Данный материал не пропагандирует употребление наркотиков или каких бы то ни было других запрещенных веществ и представляет собой точную цитату из книги Александра Бренера «В гостях у Берроуза». М.: ИД «Городец». — 2021. С. 116–148.

Внимание! В приведенном отрывке встречается нецензурная лексика.

1

Дверь знакомого дома была приоткрыта.

На пороге лежала чёрная кошка с порванным ухом. Она посмотрела на меня как на подонка. Я не посмел её погладить.

Я направился в ванную, чтобы принять душ (я взмок, бегая по улицам в поисках Лоретты).

Ванная в доме Берроуза пахла кошачьей мочой, как и всё остальное. После смерти Брайона Гайсина кошки стали единственными существами на этой планете, которых уважал Берроуз. Он говорил, что кошки научили его лучшим человеческим чувствам. Например, сочувствию и отзывчивости душевной.

Он считал, что кошки утончают даже самую тол­сто­кожую душу.

В сущности, Берроуз в свои последние годы пред­почитал компанию кошек всем людям, включая Грау­эрхольца.

Я читал где-то, что он рыдал при мысли, что его кошки могут быть уничтожены ядерным взрывом.

В своей книге «The Cat Inside» Берроуз пишет, что его любимые кошки умели исполнять роли самых до­рогих ему людей из прошлой жизни, у которых он хотел попросить прощения: его матери, его жены Джоан, его отца, Джейн Боулз, его сына Билли…

Берроуз исповедовался перед кошками и извинялся за свои стародавние проступки.

«Они живые, дышащие существа, а контактировать с другим существом всегда печально, потому что ты видишь ограниченность, боль, страх и смерть в финале. Это и есть контакт, — пишет Берроуз. — Это то, что я чувствую, когда прикасаюсь к кошке и замечаю, что по лицу у меня текут слёзы».

2

Я толкнул дверь ванной и… увидел Патти Смит: она мочилась, присев над унитазом.

Её чёрные джинсы были спущены, обнажив массивные колени.

Она мочилась громко и мощно, как лошадь.

Патти Смит — легендарная крёстная мама панк-рока, поэтесса, певица, писательница и мемуаристка.

— Эй! — сказала она. — Здесь занято, buddy.

Я, конечно, растерялся.

Подумал, что ошибся.
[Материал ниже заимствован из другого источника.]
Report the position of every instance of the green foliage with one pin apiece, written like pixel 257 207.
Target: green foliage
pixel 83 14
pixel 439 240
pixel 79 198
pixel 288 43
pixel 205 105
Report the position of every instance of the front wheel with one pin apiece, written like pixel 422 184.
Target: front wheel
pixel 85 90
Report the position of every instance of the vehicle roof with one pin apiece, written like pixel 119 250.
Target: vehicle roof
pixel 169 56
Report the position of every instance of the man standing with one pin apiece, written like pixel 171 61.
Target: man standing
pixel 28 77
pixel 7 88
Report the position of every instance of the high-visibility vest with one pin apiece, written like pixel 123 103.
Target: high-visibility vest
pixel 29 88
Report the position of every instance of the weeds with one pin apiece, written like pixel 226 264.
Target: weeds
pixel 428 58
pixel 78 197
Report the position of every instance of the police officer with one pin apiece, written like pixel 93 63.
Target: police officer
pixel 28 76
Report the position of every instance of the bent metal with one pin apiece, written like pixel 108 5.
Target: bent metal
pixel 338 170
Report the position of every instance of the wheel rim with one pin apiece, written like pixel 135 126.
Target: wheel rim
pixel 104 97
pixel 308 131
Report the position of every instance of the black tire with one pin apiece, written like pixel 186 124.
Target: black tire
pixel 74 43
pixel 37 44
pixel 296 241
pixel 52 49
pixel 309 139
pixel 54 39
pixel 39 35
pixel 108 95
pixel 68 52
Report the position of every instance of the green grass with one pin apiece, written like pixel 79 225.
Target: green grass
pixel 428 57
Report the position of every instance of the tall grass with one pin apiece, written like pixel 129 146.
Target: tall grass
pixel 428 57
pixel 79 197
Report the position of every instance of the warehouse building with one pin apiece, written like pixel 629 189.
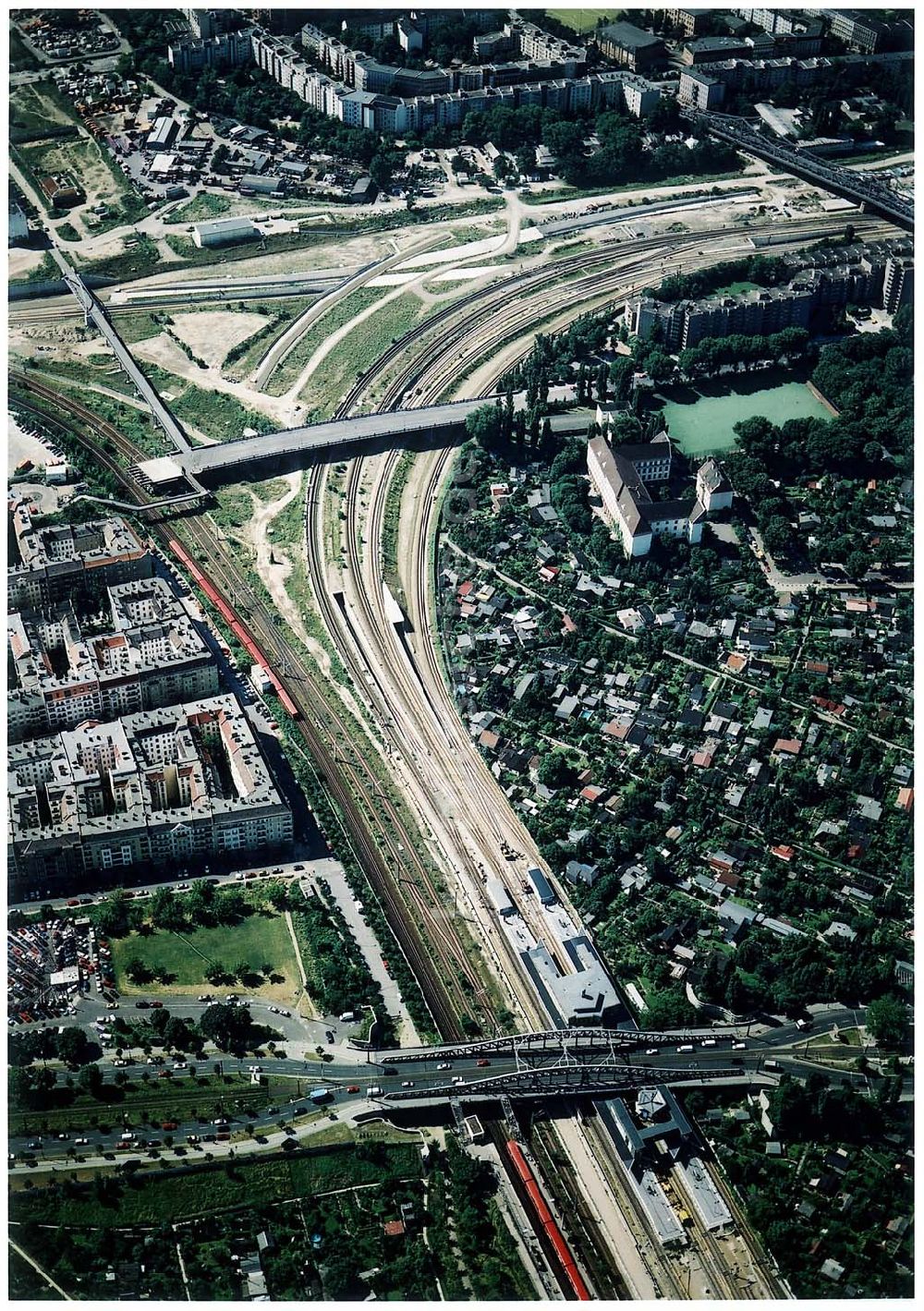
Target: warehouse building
pixel 18 230
pixel 225 232
pixel 72 560
pixel 153 656
pixel 268 184
pixel 160 788
pixel 162 134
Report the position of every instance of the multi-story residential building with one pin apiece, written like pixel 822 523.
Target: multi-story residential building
pixel 162 788
pixel 876 277
pixel 72 560
pixel 616 478
pixel 689 21
pixel 855 28
pixel 60 675
pixel 222 50
pixel 704 85
pixel 898 284
pixel 630 46
pixel 365 93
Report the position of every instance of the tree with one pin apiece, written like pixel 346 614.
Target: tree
pixel 90 1079
pixel 887 1020
pixel 225 1026
pixel 526 160
pixel 485 426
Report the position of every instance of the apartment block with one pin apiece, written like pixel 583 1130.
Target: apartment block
pixel 148 654
pixel 881 275
pixel 221 50
pixel 162 788
pixel 72 560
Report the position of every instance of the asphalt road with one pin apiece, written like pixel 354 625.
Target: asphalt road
pixel 350 1076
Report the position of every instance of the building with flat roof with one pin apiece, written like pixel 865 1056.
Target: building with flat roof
pixel 164 787
pixel 18 228
pixel 162 134
pixel 632 46
pixel 58 675
pixel 583 998
pixel 72 560
pixel 225 232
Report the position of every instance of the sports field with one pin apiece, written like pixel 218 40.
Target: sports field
pixel 582 19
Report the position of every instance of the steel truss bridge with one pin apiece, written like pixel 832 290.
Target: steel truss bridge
pixel 576 1078
pixel 545 1042
pixel 864 189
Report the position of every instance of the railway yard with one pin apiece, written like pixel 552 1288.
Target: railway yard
pixel 367 719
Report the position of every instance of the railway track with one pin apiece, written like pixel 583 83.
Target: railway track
pixel 322 734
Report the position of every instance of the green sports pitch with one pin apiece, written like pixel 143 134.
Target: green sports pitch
pixel 583 19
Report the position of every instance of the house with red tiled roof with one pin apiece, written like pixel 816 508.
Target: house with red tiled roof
pixel 786 747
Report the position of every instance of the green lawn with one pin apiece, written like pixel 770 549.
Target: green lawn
pixel 153 1198
pixel 213 413
pixel 583 19
pixel 260 939
pixel 285 374
pixel 359 350
pixel 138 1104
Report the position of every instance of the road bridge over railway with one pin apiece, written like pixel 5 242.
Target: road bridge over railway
pixel 578 1041
pixel 437 425
pixel 576 1079
pixel 864 189
pixel 96 315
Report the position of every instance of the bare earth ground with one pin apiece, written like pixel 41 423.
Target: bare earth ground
pixel 164 352
pixel 212 334
pixel 19 262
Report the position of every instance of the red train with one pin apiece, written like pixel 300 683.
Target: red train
pixel 237 628
pixel 547 1222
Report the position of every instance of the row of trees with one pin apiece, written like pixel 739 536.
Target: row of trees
pixel 766 271
pixel 708 356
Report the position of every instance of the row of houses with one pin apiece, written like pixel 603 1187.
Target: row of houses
pixel 883 279
pixel 708 84
pixel 416 101
pixel 124 751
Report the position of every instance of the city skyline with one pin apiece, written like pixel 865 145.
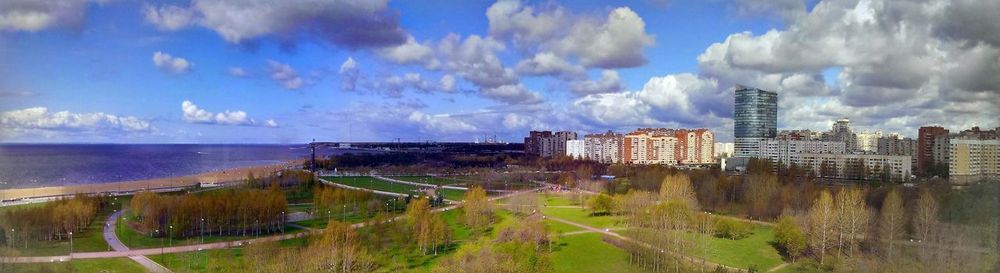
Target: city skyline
pixel 217 72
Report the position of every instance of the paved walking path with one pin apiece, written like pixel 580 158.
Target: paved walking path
pixel 112 238
pixel 199 247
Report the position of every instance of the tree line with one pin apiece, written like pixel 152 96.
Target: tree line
pixel 52 221
pixel 228 212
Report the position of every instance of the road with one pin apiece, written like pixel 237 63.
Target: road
pixel 125 252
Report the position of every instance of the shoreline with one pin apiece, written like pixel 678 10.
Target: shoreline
pixel 227 175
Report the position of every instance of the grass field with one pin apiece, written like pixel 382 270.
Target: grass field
pixel 109 265
pixel 426 179
pixel 753 250
pixel 89 240
pixel 583 253
pixel 373 183
pixel 560 227
pixel 583 216
pixel 381 185
pixel 133 239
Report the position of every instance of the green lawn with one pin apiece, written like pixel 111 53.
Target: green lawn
pixel 753 250
pixel 373 183
pixel 89 240
pixel 209 260
pixel 583 216
pixel 368 182
pixel 587 252
pixel 134 239
pixel 109 265
pixel 558 200
pixel 426 179
pixel 560 227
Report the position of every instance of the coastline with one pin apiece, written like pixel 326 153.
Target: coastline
pixel 227 175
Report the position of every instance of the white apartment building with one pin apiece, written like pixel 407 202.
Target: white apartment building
pixel 575 149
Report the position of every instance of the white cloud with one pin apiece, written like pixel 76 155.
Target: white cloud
pixel 547 63
pixel 410 52
pixel 40 121
pixel 193 114
pixel 351 24
pixel 237 72
pixel 285 75
pixel 511 94
pixel 175 65
pixel 447 83
pixel 169 18
pixel 609 83
pixel 349 75
pixel 440 123
pixel 32 15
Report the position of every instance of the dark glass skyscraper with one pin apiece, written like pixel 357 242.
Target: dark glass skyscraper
pixel 756 116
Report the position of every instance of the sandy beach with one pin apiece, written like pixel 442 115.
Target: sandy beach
pixel 235 174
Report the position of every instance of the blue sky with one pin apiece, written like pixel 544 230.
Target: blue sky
pixel 192 72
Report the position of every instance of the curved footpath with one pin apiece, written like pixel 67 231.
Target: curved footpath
pixel 125 252
pixel 112 238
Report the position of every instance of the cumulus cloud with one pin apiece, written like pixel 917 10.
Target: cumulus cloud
pixel 512 94
pixel 615 41
pixel 31 15
pixel 671 99
pixel 548 64
pixel 169 18
pixel 171 64
pixel 898 64
pixel 238 72
pixel 41 121
pixel 349 75
pixel 609 83
pixel 351 24
pixel 410 52
pixel 284 75
pixel 193 114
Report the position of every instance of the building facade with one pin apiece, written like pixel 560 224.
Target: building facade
pixel 546 143
pixel 575 148
pixel 756 118
pixel 781 151
pixel 931 143
pixel 856 166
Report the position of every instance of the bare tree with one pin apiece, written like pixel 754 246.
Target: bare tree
pixel 822 220
pixel 892 221
pixel 925 215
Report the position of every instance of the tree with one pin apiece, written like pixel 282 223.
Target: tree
pixel 925 215
pixel 678 187
pixel 891 221
pixel 790 237
pixel 601 203
pixel 478 209
pixel 853 218
pixel 822 219
pixel 760 193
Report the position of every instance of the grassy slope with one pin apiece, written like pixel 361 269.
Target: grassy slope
pixel 587 252
pixel 376 184
pixel 428 179
pixel 133 239
pixel 110 265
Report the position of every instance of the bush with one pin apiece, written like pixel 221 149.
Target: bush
pixel 732 229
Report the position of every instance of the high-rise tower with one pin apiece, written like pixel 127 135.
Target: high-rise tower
pixel 756 116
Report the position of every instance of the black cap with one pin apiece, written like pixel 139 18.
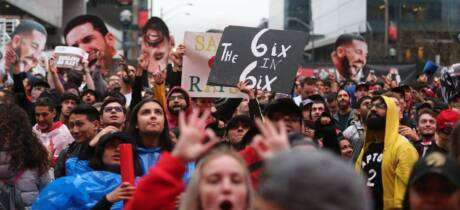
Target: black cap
pixel 39 83
pixel 239 119
pixel 123 137
pixel 285 106
pixel 436 163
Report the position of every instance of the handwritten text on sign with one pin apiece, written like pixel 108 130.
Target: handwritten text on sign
pixel 267 59
pixel 201 48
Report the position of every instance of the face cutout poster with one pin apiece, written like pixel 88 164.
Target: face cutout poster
pixel 267 59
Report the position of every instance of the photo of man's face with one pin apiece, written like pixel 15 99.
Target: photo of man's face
pixel 157 47
pixel 29 47
pixel 86 37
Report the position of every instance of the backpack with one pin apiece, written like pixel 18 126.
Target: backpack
pixel 10 196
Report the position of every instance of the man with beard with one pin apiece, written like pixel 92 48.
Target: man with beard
pixel 24 50
pixel 445 123
pixel 113 113
pixel 345 114
pixel 89 97
pixel 177 100
pixel 235 130
pixel 308 88
pixel 90 33
pixel 112 118
pixel 387 157
pixel 285 109
pixel 426 127
pixel 350 56
pixel 55 136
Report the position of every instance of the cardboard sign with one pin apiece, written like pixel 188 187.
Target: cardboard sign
pixel 69 57
pixel 267 58
pixel 199 56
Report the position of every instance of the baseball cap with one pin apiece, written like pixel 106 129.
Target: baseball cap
pixel 240 119
pixel 447 119
pixel 439 164
pixel 284 106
Неужели сама Патти?

Патти Смит в доме Берроуза — вот так удача!

3

Я отправился на кухню. Там была рыжая кошка. Она что-то ела из миски.

Я тоже проголодался, но не нашёл ничего съестного. Я сел в кресло, сплошь покрытое рыжими и белыми кошачьими волосками.

Персональное кресло Берроуза (на колёсиках) пустовало. Я думал: «Патти Смит! Сама Патти!» Я предвкушал авантюру.

4

И тут появился Берроуз — в сопровождении Грау­эрхольца. Они только что вернулись из Канзас-сити. Берроуз ездил в тамошнюю больницу за дозой метадона.

Он был на метадоновой программе. Он крикнул:

— Кушать! Хочу кушать!

Грауэрхольц тут же засунул хлеб в тостер.

Берроуз съел яйцо всмятку и два тоста с арахисо­вым маслом.

И выпил большую чашку сладкого чая. А потом пару раз пыхнул джойнтом. Я не помню, что он сказал мне тем утром.

Кажется, только одно:

— Хочу покакать. Сказал — и вышел.

5

И вдруг вошла Патти Смит, уже успевшая натянуть на себя чёрные джинсы. Грауэрхольц нас познакомил.

— My name is Patti, — сказала Патти. Она хотела знать, откуда я родом.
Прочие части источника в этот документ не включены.